Long-term CV events risk low among patients with Kawasaki disease

Anne H. Rowley, MD

In the February issue of Pediatrics, Holve and colleagues report the results of an important study to identify adverse cardiovascular outcomes in a cohort of patients diagnosed with Kawasaki disease at age 5 years or younger with a mean follow-up of 14.9 years. The study revealed a low rate of adverse cardiovascular outcomes through age 21 years in children who survived to at least age 15 years. This is reassuring news, but it is important to carefully consider the study design and how the study impacts the discussion that a clinician caring for a patient with Kawasaki disease will have with the patient’s family about prognosis.

Most importantly, about 80% of patients with Kawasaki disease in this study did not develop any coronary artery abnormalities following the illness. In this group of children, there is no evidence at present of long-term sequelae of Kawasaki disease. The recommendations of the American Heart Association for this group of patients is that no antiplatelet therapy is needed, no restrictions need to be placed on physical activity, and that routine cardiovascular risk assessments and counseling be performed at 5-year intervals (Newburger JW. Pediatrics. 2004;114:1708-1733). Although the Kawasaki disease research community remains interested in whether this group of patients might be at increased risk for atherosclerosis in later adult life, there is no direct evidence at the present time to support this concern, even in Japan where there is a high prevalence of Kawasaki disease and decades of follow-up (Fukazawa R. J Nippon Med Sch. 2009;76:124-133). Further follow-up is likely to answer this question, but from our current knowledge, no adverse cardiovascular events would be expected in these patients at a mean of 15 years after the onset of Kawasaki disease. In the secondary analysis, in which the authors sought evidence of adverse events at time points prior to age 15 years, they report one fatality from coronary artery disease in a 5-year-old who reportedly had no aneurysms develop from Kawasaki disease at age 2 years. Few details are provided for this case, but it seems most likely that echocardiography images were either poor, not performed at 2 to 3 weeks after onset or not evaluated using coronary artery z scores (to assess for coronary artery dilation by body surface area) than that the patient had normal coronary arteries following the illness.

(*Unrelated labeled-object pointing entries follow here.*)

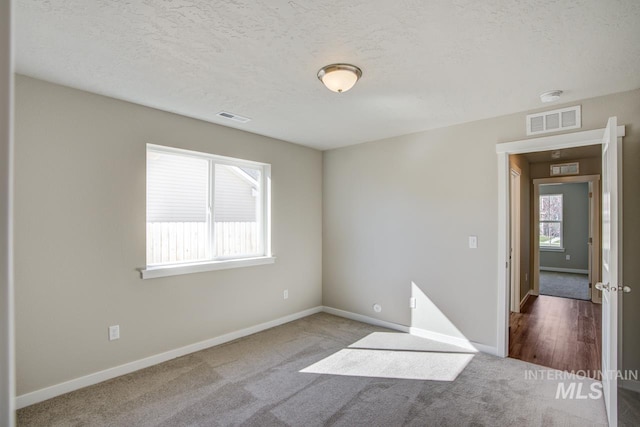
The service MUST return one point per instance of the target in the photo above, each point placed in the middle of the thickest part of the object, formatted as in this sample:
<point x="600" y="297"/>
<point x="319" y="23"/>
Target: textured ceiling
<point x="425" y="64"/>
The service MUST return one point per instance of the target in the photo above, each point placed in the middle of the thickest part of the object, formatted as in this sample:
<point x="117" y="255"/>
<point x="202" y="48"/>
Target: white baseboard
<point x="365" y="319"/>
<point x="526" y="297"/>
<point x="633" y="385"/>
<point x="107" y="374"/>
<point x="436" y="336"/>
<point x="41" y="395"/>
<point x="565" y="270"/>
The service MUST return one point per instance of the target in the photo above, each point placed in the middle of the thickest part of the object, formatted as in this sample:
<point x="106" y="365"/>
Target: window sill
<point x="176" y="270"/>
<point x="543" y="249"/>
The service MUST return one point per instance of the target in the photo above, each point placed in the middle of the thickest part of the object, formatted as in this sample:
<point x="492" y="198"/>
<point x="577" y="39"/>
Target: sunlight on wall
<point x="429" y="321"/>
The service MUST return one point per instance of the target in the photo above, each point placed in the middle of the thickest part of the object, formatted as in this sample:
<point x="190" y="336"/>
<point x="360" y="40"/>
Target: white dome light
<point x="339" y="77"/>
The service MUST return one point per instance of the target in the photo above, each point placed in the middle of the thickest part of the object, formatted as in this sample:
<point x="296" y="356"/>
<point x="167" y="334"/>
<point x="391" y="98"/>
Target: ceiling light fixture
<point x="339" y="77"/>
<point x="550" y="96"/>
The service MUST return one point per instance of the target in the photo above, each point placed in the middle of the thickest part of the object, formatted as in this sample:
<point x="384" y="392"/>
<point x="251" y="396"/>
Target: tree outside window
<point x="551" y="221"/>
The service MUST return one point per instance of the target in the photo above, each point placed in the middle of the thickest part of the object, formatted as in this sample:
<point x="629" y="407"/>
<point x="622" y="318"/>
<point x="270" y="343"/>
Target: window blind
<point x="177" y="188"/>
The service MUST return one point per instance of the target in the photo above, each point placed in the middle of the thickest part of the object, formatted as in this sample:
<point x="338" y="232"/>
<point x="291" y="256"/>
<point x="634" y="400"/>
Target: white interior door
<point x="514" y="254"/>
<point x="610" y="268"/>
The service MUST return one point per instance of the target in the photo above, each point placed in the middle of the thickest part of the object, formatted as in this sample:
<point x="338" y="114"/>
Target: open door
<point x="610" y="268"/>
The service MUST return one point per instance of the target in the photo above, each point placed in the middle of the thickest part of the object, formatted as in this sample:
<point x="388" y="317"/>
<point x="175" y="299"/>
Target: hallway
<point x="558" y="333"/>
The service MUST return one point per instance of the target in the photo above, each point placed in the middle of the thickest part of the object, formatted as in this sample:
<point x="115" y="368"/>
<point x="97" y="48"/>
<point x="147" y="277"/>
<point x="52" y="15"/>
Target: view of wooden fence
<point x="176" y="242"/>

In contrast, patients who develop large or “giant” persistent coronary artery aneurysms (usually those with delayed or missed diagnoses) are at significant risk of adverse outcomes during their lifetimes and require careful cardiology follow-up. It is not clear how many of the 25 patients with persistent aneurysms had giant aneurysms, as coronary artery z scores are not provided by the authors. Because two patients with adverse outcomes were on warfarin and therefore likely had giant aneurysms, at a minimum 2/25 (8%) had an adverse event (death or coronary artery bypass surgery) by age 14 years. For these patients, the American Heart Association recommends antiplatelet and antithrombotic therapy, restrictions on physical activity and careful follow-up with stress testing and angiography at regular intervals. Because these two events occurred prior to age 15 year, they were not considered part of the primary outcomes by the authors’ study design. Nonetheless, these events are important to consider when determining prognosis and having discussions with families.

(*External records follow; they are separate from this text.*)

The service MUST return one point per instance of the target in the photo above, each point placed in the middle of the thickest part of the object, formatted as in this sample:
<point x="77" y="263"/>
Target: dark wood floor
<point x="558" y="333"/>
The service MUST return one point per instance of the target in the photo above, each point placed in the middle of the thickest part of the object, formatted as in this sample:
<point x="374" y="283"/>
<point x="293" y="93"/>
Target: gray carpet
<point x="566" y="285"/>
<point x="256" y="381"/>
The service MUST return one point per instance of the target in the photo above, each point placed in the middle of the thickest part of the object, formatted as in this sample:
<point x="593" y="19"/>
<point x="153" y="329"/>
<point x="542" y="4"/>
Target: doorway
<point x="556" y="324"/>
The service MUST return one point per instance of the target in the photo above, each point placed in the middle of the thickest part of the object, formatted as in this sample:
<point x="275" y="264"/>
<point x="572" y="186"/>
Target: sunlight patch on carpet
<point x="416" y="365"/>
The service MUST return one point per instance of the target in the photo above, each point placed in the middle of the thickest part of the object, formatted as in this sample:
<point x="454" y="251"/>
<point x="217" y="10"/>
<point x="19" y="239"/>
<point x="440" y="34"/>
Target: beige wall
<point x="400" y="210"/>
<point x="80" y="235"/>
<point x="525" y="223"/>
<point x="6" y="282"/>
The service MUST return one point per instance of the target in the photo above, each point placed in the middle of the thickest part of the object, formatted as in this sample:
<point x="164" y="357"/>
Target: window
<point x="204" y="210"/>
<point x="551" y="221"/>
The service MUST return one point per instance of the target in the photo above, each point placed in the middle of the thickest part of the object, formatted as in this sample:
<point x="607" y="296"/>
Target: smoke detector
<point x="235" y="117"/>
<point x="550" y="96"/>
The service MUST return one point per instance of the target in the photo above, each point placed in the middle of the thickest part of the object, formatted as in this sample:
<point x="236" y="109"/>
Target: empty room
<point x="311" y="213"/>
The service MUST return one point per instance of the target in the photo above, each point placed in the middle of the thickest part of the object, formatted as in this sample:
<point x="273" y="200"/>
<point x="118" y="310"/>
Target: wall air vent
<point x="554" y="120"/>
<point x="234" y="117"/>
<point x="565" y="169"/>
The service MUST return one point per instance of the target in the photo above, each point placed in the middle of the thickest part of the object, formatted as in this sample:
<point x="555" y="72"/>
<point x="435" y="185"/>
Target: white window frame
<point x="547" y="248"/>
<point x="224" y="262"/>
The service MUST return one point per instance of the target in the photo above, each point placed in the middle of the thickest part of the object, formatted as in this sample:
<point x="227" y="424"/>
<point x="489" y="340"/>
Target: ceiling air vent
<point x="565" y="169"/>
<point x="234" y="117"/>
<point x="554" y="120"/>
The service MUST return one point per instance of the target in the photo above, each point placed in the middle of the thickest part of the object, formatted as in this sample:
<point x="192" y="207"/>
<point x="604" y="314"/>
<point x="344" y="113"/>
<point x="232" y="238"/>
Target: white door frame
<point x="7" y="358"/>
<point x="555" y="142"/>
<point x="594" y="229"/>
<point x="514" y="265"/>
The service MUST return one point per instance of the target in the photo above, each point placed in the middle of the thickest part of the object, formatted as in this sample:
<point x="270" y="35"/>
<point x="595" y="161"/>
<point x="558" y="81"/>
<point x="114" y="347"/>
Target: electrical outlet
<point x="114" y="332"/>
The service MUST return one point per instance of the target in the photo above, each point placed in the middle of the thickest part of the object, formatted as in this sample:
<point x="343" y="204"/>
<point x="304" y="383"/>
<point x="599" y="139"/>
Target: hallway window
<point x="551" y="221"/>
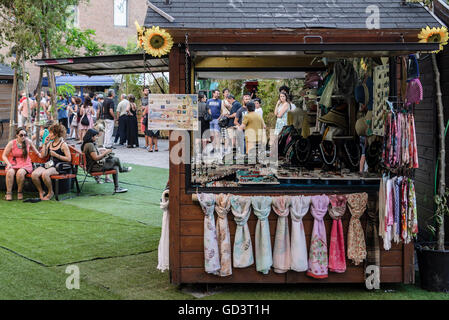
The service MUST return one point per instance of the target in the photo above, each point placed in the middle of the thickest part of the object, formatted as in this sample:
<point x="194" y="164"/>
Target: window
<point x="73" y="21"/>
<point x="120" y="13"/>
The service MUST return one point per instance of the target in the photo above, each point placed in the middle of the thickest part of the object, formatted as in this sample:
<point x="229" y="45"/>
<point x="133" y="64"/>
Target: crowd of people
<point x="238" y="124"/>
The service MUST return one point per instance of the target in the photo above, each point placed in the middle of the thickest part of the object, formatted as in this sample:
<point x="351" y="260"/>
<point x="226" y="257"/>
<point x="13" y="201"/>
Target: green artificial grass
<point x="132" y="277"/>
<point x="26" y="280"/>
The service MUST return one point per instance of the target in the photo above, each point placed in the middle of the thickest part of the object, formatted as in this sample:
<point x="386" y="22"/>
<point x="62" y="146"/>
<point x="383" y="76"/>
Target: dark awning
<point x="107" y="65"/>
<point x="352" y="49"/>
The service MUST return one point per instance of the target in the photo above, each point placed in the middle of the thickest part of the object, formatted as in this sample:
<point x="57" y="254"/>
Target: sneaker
<point x="108" y="180"/>
<point x="120" y="190"/>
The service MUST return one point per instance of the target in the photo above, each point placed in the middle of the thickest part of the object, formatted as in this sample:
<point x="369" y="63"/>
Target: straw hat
<point x="336" y="118"/>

One of the most pressing Kawasaki disease research questions is the level of risk for patients with small- to moderate-sized aneurysms that later undergo reduction or normalization in luminal diameter. The most appropriate follow-up for these patients is in evolution, and further study is needed to determine their prognosis. However, because luminal myofibroblastic proliferation with its potential for arterial occlusion can occur in damaged Kawasaki disease coronary arteries, and would result in a normalization of luminal diameter prior to causing stenosis, these patients may still be at risk for cardiovascular events, and some such patients have had fatal outcomes (Orenstein JM. PLoS One. 2012;7:e38998.). Multicenter collaborative studies with long follow-up periods are likely necessary to answer the question of prognosis for these patients with Kawasaki disease.

What can the clinician take away from the study by Holve and colleagues? In children with Kawasaki disease who have adequate echocardiographic assessments showing normal coronary arteries at diagnosis and at 2 to 3 weeks after onset, it is appropriate to reassure the family that the prognosis is excellent and to recommend a heart-healthy lifestyle. However, in those children who develop significant coronary artery disease, there is substantial risk of adverse outcomes, and only with careful cardiology care and follow-up can these adverse events be minimized (presumably excellent cardiology care may have contributed to low rates of adverse cardiovascular events in patients with persistent aneurysms in the Kaiser Permanente system). With regard to children with coronary aneurysms who have subsequent normalization of lumen diameter, risk is likely to be lower but remains unclear, and cardiology follow-up is recommended. Further long-term follow-up studies of patients with Kawasaki disease by Kaiser Permanente investigators and other researchers are greatly needed. In future studies, it will be optimal to report outcomes by Kawasaki disease risk group. Discussion with families about the prognosis for their child following Kawasaki disease should be guided by the presence or absence of coronary artery disease in the first month after onset, and the severity of the coronary artery disease in those who develop abnormalities.